The MESI protocol is a widely used snooping-based cache coherence protocol. The name comes from the four states that a cache line can be in:

  • Modified (M): The cache line holds the most recent, exclusive, and dirty copy of the data. It has been modified and is not present in main memory in its current form. The cache is responsible for writing it back to memory when it is evicted. This state satisfies Validity, Dirtiness, Exclusivity, and Ownership (implicitly).
  • Exclusive (E): The cache line holds the only valid copy of the data, and it is clean (not modified). It is consistent with main memory. The cache has exclusive access and can transition to the Modified state without a bus transaction if it writes to the line. This state satisfies Validity and Exclusivity.
  • Shared (S): The cache line holds a valid copy of the data, which may also be present in other caches. The data is clean and consistent with main memory. Multiple caches can be in the Shared state.
  • Invalid (I): The cache line does not hold a valid copy of the data. Any access to this line will result in a cache miss, triggering a coherence transaction to fetch the data.

Snooping MESI Operation: In a snooping MESI protocol, all caches on the bus snoop on all bus transactions. When a core performs a read or write that results in a cache miss, the cache controller issues a request on the bus. Other caches monitor this request and respond based on the state of the requested cache line in their own caches. Main memory also participates in responding to requests if no cache has the most up-to-date copy.

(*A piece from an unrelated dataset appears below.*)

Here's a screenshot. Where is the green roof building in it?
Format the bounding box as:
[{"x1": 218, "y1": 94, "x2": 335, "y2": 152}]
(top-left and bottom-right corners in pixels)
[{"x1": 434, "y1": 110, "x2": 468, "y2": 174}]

Cache Controller FSM (Snooping MESI): Each cache has a controller that manages the state transitions of its cache lines based on local processor requests (reads, writes) and bus snoop responses to requests from other caches. For example, a read miss for a block in the Invalid state will cause a request on the bus. If another cache has the block in Modified state, it will provide the data and transition to Shared (or Owned in MOESI). Main memory will provide the data if no cache has it in M or E state, and the requesting cache will transition to Shared (or Exclusive if it was a read for exclusive access). A write to a block in Shared state requires first obtaining exclusive ownership, typically through an invalidation bus transaction that forces all other shared copies to Invalid.

Memory Controller (Snooping MESI): The memory controller in a snooping system typically snoops on the bus as well. It generally provides data for read misses if no cache has the block in M or E state. It also gets updated data when a cache writes back a Modified block.

Directory MESI: The MESI protocol can also be implemented using a directory-based approach. In this case, the directory at the memory controller maintains the coherence state of each memory block and a list of which caches (if any) have a copy. When a cache needs a block, it requests it from the directory. The directory then sends messages to the appropriate caches (e.g., to invalidate a copy or to forward the data) and responds to the requesting cache. The states (Modified, Exclusive, Shared, Invalid) have similar meanings but the transitions and communication paths differ from the snooping version.

Advantages and Disadvantages:

  • Snooping MESI: Simpler to implement for small-scale systems with a shared bus, easier to reason about due to the total order of requests. However, it doesn’t scale well to larger systems due to bus contention and the overhead of snooping.
  • Directory MESI: More scalable as it uses point-to-point messages and avoids broadcasts. However, it is more complex to implement and manage the directory, and the latency of coherence transactions might be higher due to the indirection through the directory.